In un libro destinato a suscitare scalpore e polemiche in Israele, la figlia dello scrittore Amos Oz ha accusato il padre, morto nel 2018, di essere stato violento nei suoi confronti fino agli ultimi giorni di vita. Nella autobiografia appena uscita in ebraico dal titolo "Qualcosa travestito da amore", Galia Oz denuncia un rapporto difficile con il padre, nume tutelare della letteratura israeliana e icona progressista.

"Nella mia infanzia - prende avvio il libro - mio padre mi ha picchiato, imprecato contro e umiliata. La violenza è stata creativa: mi ha trascinato fuori casa e mi ha cacciato via. Mi ha chiamato schifezza. Non una passeggera perdita di controllo e non uno schiaffo in faccia qui e lì, ma una routine di sadico abuso".
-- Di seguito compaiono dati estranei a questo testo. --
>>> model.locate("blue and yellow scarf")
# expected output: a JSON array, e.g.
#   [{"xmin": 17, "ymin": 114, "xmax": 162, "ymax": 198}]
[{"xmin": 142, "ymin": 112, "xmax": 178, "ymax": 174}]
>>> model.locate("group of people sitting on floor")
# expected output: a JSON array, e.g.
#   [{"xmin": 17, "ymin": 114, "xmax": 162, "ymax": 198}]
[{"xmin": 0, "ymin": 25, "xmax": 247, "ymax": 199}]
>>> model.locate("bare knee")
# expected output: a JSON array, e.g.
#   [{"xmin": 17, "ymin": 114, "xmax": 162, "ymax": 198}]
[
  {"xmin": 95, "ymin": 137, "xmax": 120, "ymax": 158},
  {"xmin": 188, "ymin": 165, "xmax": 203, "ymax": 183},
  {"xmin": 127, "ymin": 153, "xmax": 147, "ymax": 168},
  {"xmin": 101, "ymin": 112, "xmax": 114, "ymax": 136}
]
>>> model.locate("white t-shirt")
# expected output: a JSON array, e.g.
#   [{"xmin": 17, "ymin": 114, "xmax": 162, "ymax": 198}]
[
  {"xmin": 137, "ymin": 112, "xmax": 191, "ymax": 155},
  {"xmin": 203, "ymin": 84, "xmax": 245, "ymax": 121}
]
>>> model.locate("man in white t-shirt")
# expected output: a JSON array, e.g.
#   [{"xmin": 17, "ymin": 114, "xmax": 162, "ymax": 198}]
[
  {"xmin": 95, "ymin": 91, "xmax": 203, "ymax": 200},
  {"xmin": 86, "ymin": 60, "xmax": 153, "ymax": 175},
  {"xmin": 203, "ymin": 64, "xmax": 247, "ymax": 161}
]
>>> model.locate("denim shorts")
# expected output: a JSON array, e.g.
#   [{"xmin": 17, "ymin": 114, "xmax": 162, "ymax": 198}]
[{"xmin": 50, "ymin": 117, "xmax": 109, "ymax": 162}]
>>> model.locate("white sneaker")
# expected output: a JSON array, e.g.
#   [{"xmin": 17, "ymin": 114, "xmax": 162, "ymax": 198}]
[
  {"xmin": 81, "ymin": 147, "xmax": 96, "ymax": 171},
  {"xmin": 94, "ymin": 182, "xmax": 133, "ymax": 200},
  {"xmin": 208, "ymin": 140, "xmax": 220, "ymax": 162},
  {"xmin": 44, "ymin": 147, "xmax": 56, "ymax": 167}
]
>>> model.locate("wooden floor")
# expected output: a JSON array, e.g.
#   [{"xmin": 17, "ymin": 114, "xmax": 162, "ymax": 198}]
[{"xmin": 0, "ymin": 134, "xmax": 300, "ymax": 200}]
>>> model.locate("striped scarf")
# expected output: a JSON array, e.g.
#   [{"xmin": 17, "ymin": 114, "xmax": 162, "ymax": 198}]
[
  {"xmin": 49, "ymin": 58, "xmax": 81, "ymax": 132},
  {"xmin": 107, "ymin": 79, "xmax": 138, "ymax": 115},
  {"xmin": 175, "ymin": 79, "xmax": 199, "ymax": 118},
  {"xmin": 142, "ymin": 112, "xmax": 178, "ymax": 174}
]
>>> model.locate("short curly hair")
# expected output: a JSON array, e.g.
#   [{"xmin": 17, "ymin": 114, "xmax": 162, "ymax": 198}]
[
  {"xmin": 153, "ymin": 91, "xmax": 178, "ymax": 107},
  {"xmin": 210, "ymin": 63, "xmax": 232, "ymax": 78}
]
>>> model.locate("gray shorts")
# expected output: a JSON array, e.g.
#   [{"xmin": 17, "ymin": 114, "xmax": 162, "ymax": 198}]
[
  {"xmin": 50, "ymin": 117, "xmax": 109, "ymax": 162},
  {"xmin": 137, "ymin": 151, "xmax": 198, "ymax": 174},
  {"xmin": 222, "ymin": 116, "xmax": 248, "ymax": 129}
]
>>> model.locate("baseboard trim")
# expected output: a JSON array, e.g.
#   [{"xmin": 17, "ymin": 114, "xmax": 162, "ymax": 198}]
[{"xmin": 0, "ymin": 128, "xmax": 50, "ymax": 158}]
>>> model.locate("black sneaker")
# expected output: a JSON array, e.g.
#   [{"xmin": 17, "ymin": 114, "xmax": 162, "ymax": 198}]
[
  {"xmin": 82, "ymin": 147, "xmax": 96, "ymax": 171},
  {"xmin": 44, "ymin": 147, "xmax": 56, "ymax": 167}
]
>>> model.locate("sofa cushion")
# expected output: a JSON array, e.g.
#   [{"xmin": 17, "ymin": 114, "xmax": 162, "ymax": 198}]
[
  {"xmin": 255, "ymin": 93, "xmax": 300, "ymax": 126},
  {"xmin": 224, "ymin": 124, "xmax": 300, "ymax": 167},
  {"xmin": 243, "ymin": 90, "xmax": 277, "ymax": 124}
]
"Il mio crimine - ha aggiunto Galia, scrittrice di libri per bambini anche lei di successo - ero io stessa, così la punizione non ha avuto fine. Doveva essere sicuro che mi sarei dovuta spezzare".

Un ritratto respinto dal resto della famiglia Oz: la vedova dell'autore Nili e gli altri suoi due figli - Fania e Daniel - hanno contestato con forza quanto sostenuto da Galia. "Abbiamo conosciuto - hanno scritto in un comunicato congiunto - un padre diverso: un caldo, amorevole, attento genitore che ha amato la sua famiglia".